GLENN GREENWALD: Right, and I think that the central attribute of the Obama administration — and it’s ironic, given that the campaign was all based on changing the nature of how Washington works — the central attribute of the Obama administration is to accommodate and keep in place the same power factions that have run Washington forever, and as a result, the same mindset, the same dynamic that governs Washington in virtually every area.
And so, you know, I think that if you look at interviews that Obama has given, both before and after he was elected, there’s clearly an awareness on his part of the things that we’re discussing. I mean, he, himself, has talked about before how the more hatred in that part of world we engender through our military strikes, the greater the threat is of terrorism. He’s talked about before about how indefinite detention is a recruiting tool for al-Qaeda, and therefore we need to close Guantanamo.
But despite that rhetoric, despite that recognition, the same policies are being continued. So we’re closing Guantanamo at some point, but we’re shifting the very indefinite detention scheme and military commission scheme that caused such controversy simply to a new location. And although he talks about how air strikes enflame that part of the world, he has escalated air strikes not just in Afghanistan but in whole new countries, as well, and in Pakistan especially.
And so, you know, I think what you see is that he is afraid to or unwilling to challenge the orthodoxies of the intelligence community, of the Pentagon, of the lobbyists and industry interests that have long run Washington. And so, whether his intentions are good, whether he has a purer heart, these things are impossible to know, but they’re really irrelevant. The reality is that the same dynamic continues.
AMY GOODMAN: Finally, Glenn Greenwald, the issue of healthcare — your assessment of President Obama and what the Senate and the House are doing right now, and his role in this?

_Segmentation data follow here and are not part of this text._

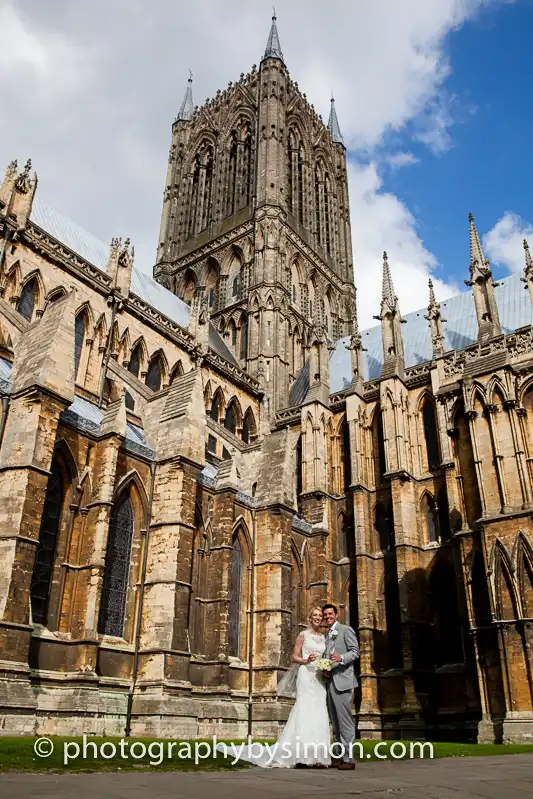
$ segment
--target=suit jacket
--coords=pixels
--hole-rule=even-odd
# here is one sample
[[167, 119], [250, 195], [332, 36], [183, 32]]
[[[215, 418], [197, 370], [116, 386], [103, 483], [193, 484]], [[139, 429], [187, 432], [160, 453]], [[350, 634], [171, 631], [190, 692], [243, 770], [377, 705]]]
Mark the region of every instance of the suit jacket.
[[337, 624], [334, 633], [337, 635], [326, 638], [326, 651], [324, 657], [331, 657], [332, 649], [336, 655], [343, 655], [343, 663], [337, 663], [331, 669], [331, 679], [337, 691], [353, 691], [357, 687], [354, 663], [359, 657], [359, 644], [355, 632], [347, 624]]

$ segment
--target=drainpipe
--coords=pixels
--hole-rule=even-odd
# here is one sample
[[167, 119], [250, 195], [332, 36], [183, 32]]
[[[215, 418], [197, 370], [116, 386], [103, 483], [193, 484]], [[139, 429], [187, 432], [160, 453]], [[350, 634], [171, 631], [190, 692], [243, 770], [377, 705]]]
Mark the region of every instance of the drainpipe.
[[150, 464], [150, 472], [152, 479], [150, 482], [150, 498], [148, 500], [148, 514], [146, 519], [146, 536], [144, 539], [144, 551], [141, 566], [141, 584], [139, 586], [139, 603], [137, 606], [137, 624], [135, 627], [135, 649], [133, 653], [133, 670], [131, 675], [131, 683], [128, 690], [128, 706], [126, 709], [126, 726], [124, 728], [124, 735], [128, 737], [131, 732], [131, 715], [133, 710], [133, 695], [135, 693], [135, 685], [137, 683], [137, 675], [139, 673], [139, 647], [141, 643], [141, 629], [142, 629], [142, 612], [144, 604], [144, 589], [146, 585], [146, 567], [148, 564], [148, 545], [150, 543], [150, 526], [152, 523], [152, 503], [154, 500], [154, 484], [155, 484], [155, 471], [156, 463], [152, 461]]
[[254, 689], [254, 616], [255, 616], [255, 508], [252, 508], [252, 579], [250, 585], [250, 639], [248, 642], [248, 738], [252, 735]]
[[6, 422], [7, 422], [7, 412], [9, 410], [9, 400], [10, 397], [7, 394], [2, 396], [2, 419], [0, 420], [0, 447], [2, 446], [2, 441], [4, 440], [4, 432], [6, 429]]
[[104, 388], [105, 388], [105, 378], [107, 375], [107, 365], [109, 364], [109, 358], [111, 356], [111, 345], [113, 343], [113, 328], [115, 326], [115, 319], [117, 318], [117, 311], [118, 306], [120, 304], [120, 300], [113, 296], [113, 306], [111, 308], [111, 325], [109, 327], [109, 334], [107, 336], [107, 345], [104, 355], [104, 362], [102, 364], [102, 376], [100, 378], [100, 395], [98, 397], [98, 407], [102, 407], [102, 403], [104, 401]]

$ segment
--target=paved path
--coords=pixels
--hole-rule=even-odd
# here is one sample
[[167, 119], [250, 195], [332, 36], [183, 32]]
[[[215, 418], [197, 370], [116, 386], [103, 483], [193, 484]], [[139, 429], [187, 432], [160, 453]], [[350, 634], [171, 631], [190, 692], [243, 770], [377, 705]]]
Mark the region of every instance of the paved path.
[[355, 772], [2, 774], [16, 799], [533, 799], [533, 754], [364, 763]]

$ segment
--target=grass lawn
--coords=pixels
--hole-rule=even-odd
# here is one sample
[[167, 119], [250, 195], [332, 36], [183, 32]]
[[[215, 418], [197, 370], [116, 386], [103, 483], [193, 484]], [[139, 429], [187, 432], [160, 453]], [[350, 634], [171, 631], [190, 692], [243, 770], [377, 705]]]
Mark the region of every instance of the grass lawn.
[[[87, 756], [83, 757], [82, 738], [50, 737], [46, 746], [53, 744], [53, 752], [48, 757], [38, 757], [34, 744], [39, 740], [30, 737], [0, 736], [0, 772], [2, 771], [35, 771], [35, 772], [91, 772], [91, 771], [223, 771], [235, 768], [250, 768], [246, 763], [233, 764], [233, 756], [225, 758], [218, 752], [216, 757], [205, 757], [207, 746], [199, 741], [162, 740], [153, 738], [87, 738]], [[122, 745], [120, 741], [123, 740]], [[230, 743], [230, 742], [226, 742]], [[236, 745], [240, 742], [236, 741]], [[272, 744], [273, 741], [268, 743]], [[361, 741], [362, 750], [355, 750], [355, 756], [361, 762], [383, 759], [400, 760], [410, 756], [410, 748], [417, 744], [404, 741], [404, 758], [402, 742], [399, 741]], [[377, 752], [374, 747], [380, 743]], [[94, 746], [98, 747], [95, 756]], [[102, 748], [102, 745], [105, 744]], [[206, 739], [205, 744], [212, 744]], [[198, 746], [198, 756], [195, 755]], [[387, 757], [390, 747], [394, 747], [393, 755]], [[533, 752], [532, 744], [462, 744], [434, 743], [434, 757], [471, 757], [493, 755], [515, 755]], [[413, 757], [420, 757], [419, 750], [413, 749]], [[429, 747], [424, 749], [424, 758], [430, 757]], [[67, 762], [65, 762], [67, 761]]]

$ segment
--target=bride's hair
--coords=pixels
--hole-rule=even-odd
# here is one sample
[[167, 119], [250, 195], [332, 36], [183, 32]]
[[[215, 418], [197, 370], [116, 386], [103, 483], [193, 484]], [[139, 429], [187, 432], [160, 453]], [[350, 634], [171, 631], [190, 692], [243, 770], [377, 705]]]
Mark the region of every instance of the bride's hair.
[[313, 615], [313, 613], [314, 613], [316, 610], [318, 610], [318, 612], [319, 612], [319, 613], [320, 613], [320, 615], [322, 616], [322, 608], [321, 608], [321, 607], [319, 607], [318, 605], [315, 605], [315, 607], [314, 607], [314, 608], [311, 608], [311, 610], [309, 611], [309, 615], [308, 615], [308, 617], [307, 617], [307, 618], [308, 618], [308, 620], [309, 620], [309, 623], [311, 623], [311, 616]]

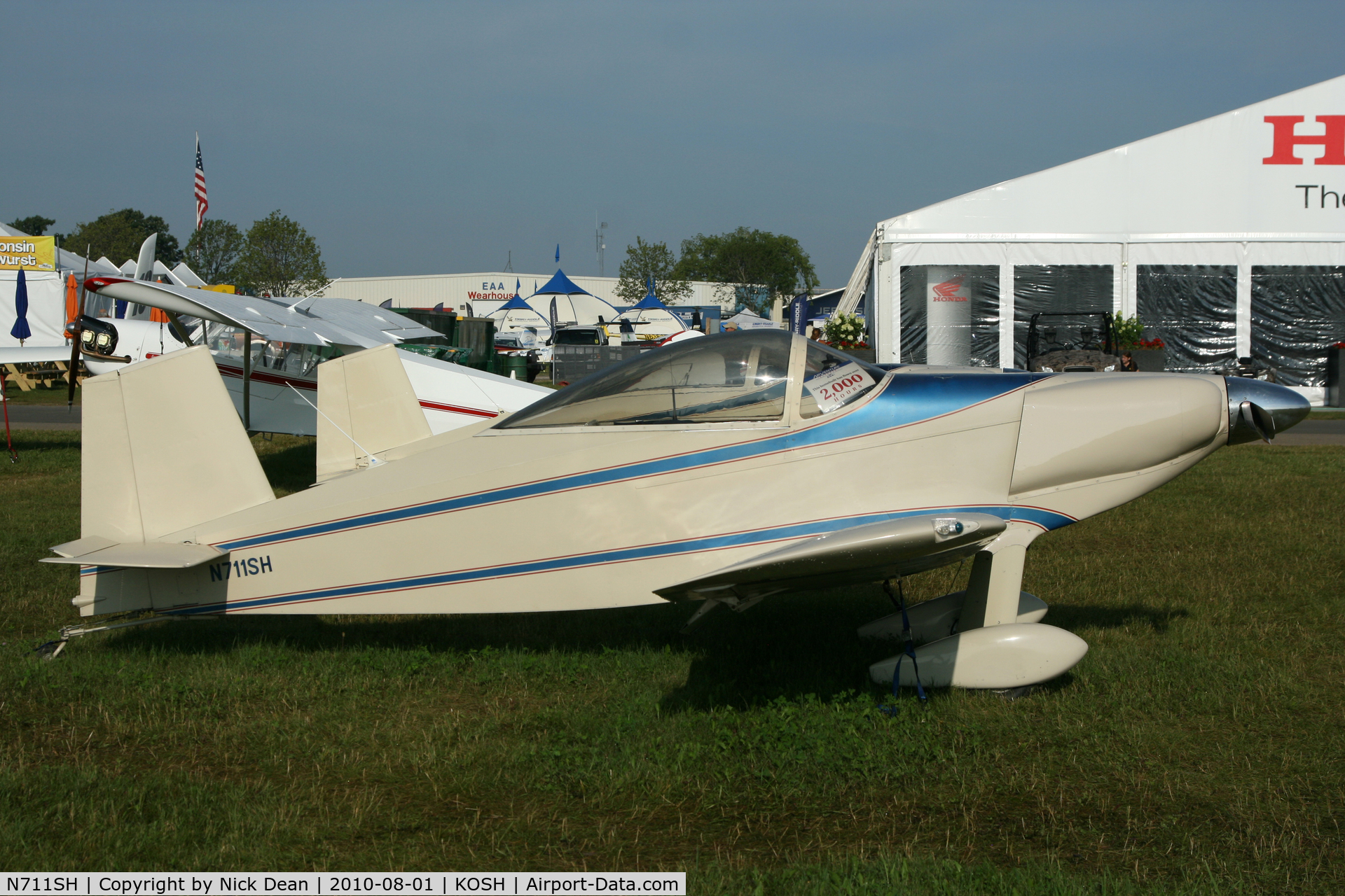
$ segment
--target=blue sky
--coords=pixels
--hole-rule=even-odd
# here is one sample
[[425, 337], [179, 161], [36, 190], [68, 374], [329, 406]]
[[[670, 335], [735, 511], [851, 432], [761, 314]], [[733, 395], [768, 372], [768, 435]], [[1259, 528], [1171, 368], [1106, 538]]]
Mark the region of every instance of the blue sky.
[[46, 1], [4, 16], [0, 218], [280, 208], [332, 275], [596, 274], [635, 236], [873, 223], [1345, 74], [1342, 3]]

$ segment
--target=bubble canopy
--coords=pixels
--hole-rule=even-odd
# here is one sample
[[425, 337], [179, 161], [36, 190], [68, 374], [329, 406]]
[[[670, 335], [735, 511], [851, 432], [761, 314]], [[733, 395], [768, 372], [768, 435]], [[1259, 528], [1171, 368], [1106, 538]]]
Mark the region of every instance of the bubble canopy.
[[[823, 367], [815, 357], [822, 352], [826, 367], [853, 364], [870, 383], [882, 379], [878, 368], [816, 343], [798, 343], [784, 330], [757, 329], [651, 349], [511, 414], [495, 429], [780, 420], [794, 351], [810, 356], [804, 377]], [[851, 400], [863, 392], [868, 388]]]

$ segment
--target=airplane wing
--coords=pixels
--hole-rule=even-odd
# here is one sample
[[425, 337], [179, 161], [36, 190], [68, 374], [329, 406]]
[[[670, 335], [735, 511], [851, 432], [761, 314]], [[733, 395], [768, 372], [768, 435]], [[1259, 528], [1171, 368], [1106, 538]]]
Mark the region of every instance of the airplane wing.
[[44, 361], [69, 361], [69, 345], [12, 345], [0, 348], [0, 364], [40, 364]]
[[[273, 298], [231, 296], [117, 277], [90, 277], [87, 286], [101, 296], [247, 329], [276, 343], [374, 348], [408, 339], [440, 336], [409, 317], [346, 298], [286, 305]], [[300, 305], [305, 308], [299, 308]]]
[[795, 541], [709, 575], [655, 588], [667, 600], [756, 602], [771, 594], [911, 575], [967, 557], [1005, 531], [989, 513], [932, 513], [868, 523]]

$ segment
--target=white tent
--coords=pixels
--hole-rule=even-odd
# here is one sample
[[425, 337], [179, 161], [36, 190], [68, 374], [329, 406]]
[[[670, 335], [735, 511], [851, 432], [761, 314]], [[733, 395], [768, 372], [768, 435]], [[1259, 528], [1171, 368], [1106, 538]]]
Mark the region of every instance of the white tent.
[[1252, 356], [1322, 400], [1345, 340], [1345, 77], [880, 222], [880, 361], [1022, 365], [1036, 312], [1141, 314], [1167, 368]]
[[748, 310], [738, 312], [729, 320], [724, 321], [721, 329], [728, 329], [729, 324], [732, 324], [734, 329], [780, 329], [780, 325], [775, 321], [768, 321], [760, 314], [753, 314]]
[[[23, 271], [28, 289], [28, 330], [31, 337], [24, 345], [67, 345], [66, 329], [66, 285], [65, 278], [55, 271]], [[19, 271], [0, 270], [0, 348], [17, 347], [19, 340], [9, 334], [13, 326], [15, 292], [19, 287]]]
[[178, 262], [172, 269], [174, 282], [179, 286], [206, 286], [206, 281], [196, 275], [196, 271], [187, 267], [187, 262]]
[[629, 321], [638, 339], [664, 339], [686, 329], [686, 324], [667, 305], [659, 301], [650, 287], [648, 294], [616, 317]]
[[560, 269], [525, 301], [549, 321], [551, 300], [555, 300], [555, 322], [561, 326], [593, 326], [600, 318], [608, 324], [616, 317], [616, 309], [611, 304], [576, 286], [574, 281]]
[[[496, 333], [533, 333], [535, 339], [542, 341], [551, 337], [551, 326], [547, 320], [542, 314], [533, 310], [533, 308], [516, 294], [514, 298], [487, 314], [487, 317], [495, 321]], [[522, 345], [523, 343], [519, 344]]]

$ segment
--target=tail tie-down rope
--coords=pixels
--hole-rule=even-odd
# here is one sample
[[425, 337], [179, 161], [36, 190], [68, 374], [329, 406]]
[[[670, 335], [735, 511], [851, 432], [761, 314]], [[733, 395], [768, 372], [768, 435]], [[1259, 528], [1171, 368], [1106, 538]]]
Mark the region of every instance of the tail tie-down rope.
[[[897, 576], [897, 592], [892, 592], [892, 579], [882, 580], [882, 590], [888, 592], [888, 599], [892, 600], [901, 610], [901, 656], [897, 657], [897, 666], [892, 670], [892, 696], [898, 697], [901, 692], [898, 690], [901, 682], [901, 662], [907, 657], [911, 657], [911, 668], [916, 673], [916, 696], [920, 697], [920, 705], [928, 705], [929, 695], [924, 692], [924, 686], [920, 684], [920, 664], [916, 661], [916, 642], [911, 635], [911, 618], [907, 615], [907, 591], [902, 587], [901, 576]], [[896, 715], [896, 707], [878, 707], [882, 712], [889, 716]]]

GLENN GREENWALD: Well, it’s exactly what I just described, which is that the plan from the start was to meet in secret with the lobbyists and industry interests from the healthcare industry, the health insurance industry, the pharmaceutical industry, and devise a plan that they were satisfied with. And the plan that they are satisfied with is one that promotes their interests. And so, what we’re going to have is an extremely immoral and destructive scheme where individuals are forced, by penalty of law, and forced by the IRS to turn over their income to the private insurance industry, that has very few restrictions on what it can continue to do, so that people have to buy health insurance, whether they want it or not, whether they can afford it or not. It’s a major boom to those industries.
It will ensure that that industry money stays with the Democratic Party. But I think that what it’s done is it’s bolstered and strengthened the private insurance industry that was supposedly the root of the problem in the first place. And that’s classic Obama: lots of nice rhetoric about healthcare coverage, some mild benefit to the poor, but a bolstering and strengthening of the very system that he vowed to change.
AMY GOODMAN: Glenn Greenwald, we want to thank you very much for being with us, constitutional law attorney and legal blogger for Salon.com. His most recent book, Great American Hypocrites: Toppling the Big Myths of Republican Politics. As we move out of this new term that I have learned, the Noughties, right? — from zero to ten, on this blue moon tonight, once in a blue moon, and it’s happening tonight on New Year’s, the second full moon in a year. It hasn’t happened for twenty years and will happen again in twenty-nine years. Happy New Year, Glenn.